Immaginate una littorina che diventa orchestra dixieland, vola sulle montagne al suon di La stangata, batte il tempo e sculetta.
Comincia all’alba, con una tremenda voglia di mare.
Ma cosa c’è in Abruzzo fra te e il mare?
Il treno, maledetto lui.
La linea adriatica, dritta, indefettibile.Senza contare la statale e una muraglia cinese di case private.
Cerchiamo un sottopasso prima che raccoglitori di asparagi, bagnanti e vucumprà vadano all’arrembaggio dei binari.
La bigliettaia della stazione di San Vito scherza con tutti, da dietro il vetro.
E’ una delle ultime in Italia capaci di fare il biglietto a mano.

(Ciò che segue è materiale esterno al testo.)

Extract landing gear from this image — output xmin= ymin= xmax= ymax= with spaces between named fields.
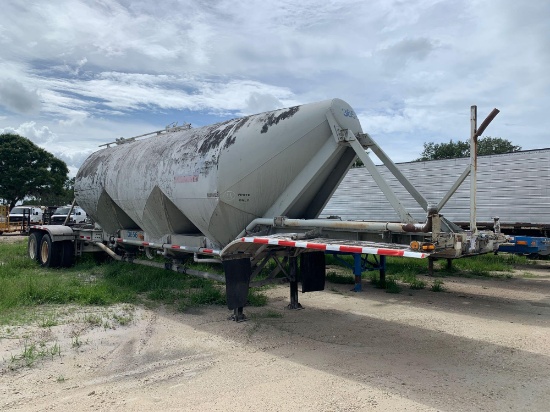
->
xmin=286 ymin=256 xmax=304 ymax=310
xmin=27 ymin=232 xmax=44 ymax=261
xmin=223 ymin=255 xmax=252 ymax=322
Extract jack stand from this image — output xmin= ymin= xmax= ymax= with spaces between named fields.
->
xmin=286 ymin=256 xmax=303 ymax=310
xmin=229 ymin=306 xmax=248 ymax=323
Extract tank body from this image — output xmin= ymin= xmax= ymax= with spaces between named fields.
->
xmin=75 ymin=99 xmax=362 ymax=247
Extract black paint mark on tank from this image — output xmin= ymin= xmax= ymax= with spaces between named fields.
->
xmin=76 ymin=149 xmax=109 ymax=180
xmin=262 ymin=106 xmax=300 ymax=133
xmin=223 ymin=117 xmax=248 ymax=149
xmin=198 ymin=120 xmax=242 ymax=155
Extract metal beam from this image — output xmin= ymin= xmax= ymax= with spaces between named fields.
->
xmin=360 ymin=134 xmax=434 ymax=212
xmin=347 ymin=136 xmax=415 ymax=223
xmin=437 ymin=165 xmax=470 ymax=212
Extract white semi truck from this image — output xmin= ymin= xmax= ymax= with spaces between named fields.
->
xmin=28 ymin=99 xmax=504 ymax=320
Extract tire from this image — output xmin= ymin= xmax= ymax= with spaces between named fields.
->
xmin=60 ymin=240 xmax=74 ymax=268
xmin=27 ymin=232 xmax=44 ymax=261
xmin=38 ymin=234 xmax=61 ymax=268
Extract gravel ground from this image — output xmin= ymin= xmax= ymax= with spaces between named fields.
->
xmin=0 ymin=237 xmax=550 ymax=411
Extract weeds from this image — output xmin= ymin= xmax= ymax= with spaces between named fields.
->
xmin=9 ymin=340 xmax=61 ymax=370
xmin=386 ymin=276 xmax=401 ymax=293
xmin=326 ymin=272 xmax=355 ymax=285
xmin=430 ymin=279 xmax=445 ymax=292
xmin=0 ymin=242 xmax=267 ymax=327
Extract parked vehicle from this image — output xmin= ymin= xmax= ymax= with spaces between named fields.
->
xmin=28 ymin=99 xmax=504 ymax=320
xmin=10 ymin=205 xmax=42 ymax=224
xmin=50 ymin=205 xmax=87 ymax=225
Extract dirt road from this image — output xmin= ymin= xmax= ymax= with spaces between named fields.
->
xmin=0 ymin=256 xmax=550 ymax=411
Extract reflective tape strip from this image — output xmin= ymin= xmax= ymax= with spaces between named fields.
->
xmin=241 ymin=237 xmax=428 ymax=259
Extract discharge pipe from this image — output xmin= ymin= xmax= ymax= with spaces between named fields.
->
xmin=242 ymin=215 xmax=432 ymax=237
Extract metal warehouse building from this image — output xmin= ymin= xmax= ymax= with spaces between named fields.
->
xmin=321 ymin=148 xmax=550 ymax=235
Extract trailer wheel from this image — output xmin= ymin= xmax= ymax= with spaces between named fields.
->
xmin=27 ymin=232 xmax=44 ymax=261
xmin=61 ymin=240 xmax=74 ymax=268
xmin=38 ymin=234 xmax=61 ymax=268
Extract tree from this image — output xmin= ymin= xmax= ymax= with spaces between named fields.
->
xmin=415 ymin=136 xmax=521 ymax=162
xmin=0 ymin=133 xmax=69 ymax=208
xmin=27 ymin=177 xmax=75 ymax=206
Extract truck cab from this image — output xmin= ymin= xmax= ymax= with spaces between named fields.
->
xmin=50 ymin=205 xmax=87 ymax=225
xmin=10 ymin=205 xmax=42 ymax=224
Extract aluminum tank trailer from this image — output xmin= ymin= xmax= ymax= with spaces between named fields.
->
xmin=28 ymin=99 xmax=506 ymax=320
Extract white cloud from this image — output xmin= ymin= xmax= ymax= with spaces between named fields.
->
xmin=0 ymin=79 xmax=40 ymax=114
xmin=0 ymin=0 xmax=550 ymax=169
xmin=0 ymin=121 xmax=57 ymax=147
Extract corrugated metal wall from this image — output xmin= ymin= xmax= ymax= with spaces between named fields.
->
xmin=321 ymin=149 xmax=550 ymax=225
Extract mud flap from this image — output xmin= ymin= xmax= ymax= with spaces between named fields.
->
xmin=223 ymin=258 xmax=252 ymax=311
xmin=300 ymin=252 xmax=326 ymax=293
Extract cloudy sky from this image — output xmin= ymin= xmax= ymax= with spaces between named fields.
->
xmin=0 ymin=0 xmax=550 ymax=175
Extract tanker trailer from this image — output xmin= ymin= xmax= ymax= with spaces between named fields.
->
xmin=28 ymin=99 xmax=506 ymax=320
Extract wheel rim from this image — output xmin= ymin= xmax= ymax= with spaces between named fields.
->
xmin=29 ymin=236 xmax=36 ymax=259
xmin=40 ymin=242 xmax=50 ymax=263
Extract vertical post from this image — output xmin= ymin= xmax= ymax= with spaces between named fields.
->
xmin=470 ymin=106 xmax=477 ymax=236
xmin=352 ymin=253 xmax=363 ymax=292
xmin=380 ymin=255 xmax=386 ymax=287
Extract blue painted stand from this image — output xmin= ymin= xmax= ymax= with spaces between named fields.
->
xmin=331 ymin=252 xmax=386 ymax=292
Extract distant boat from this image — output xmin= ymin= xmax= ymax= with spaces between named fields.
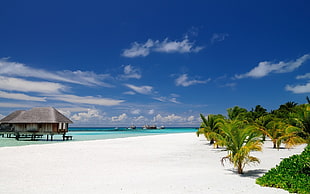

Senza computer, tutto è più semplice.
Non importa se chiedi coincidenze strane, basta fare la somma dei chilometri.
Così, per una volta, la rete ci accetta come siamo: viaggiatori.
E via a centocinquanta orari verso Pescara, di nuovo sulla Lunga Italia, letteralmente a filo d’acqua.
La linea per L’Aquila è del 1875, passa per foreste antichissime, sfiora vecchi ponti a schiena d’asino, scavalca un fiume gonfio, verde e regolare.
Sella di Corno, quota 1005, la jazz-band entra nel Lazio, affronta la discesa.
La motrice si inclina, curva sopra Antrodoco accanto a un’enorme scritta DUX sulla montagna, scende verso Rieti, si infila in gole boscose di una bellezza incomparabile.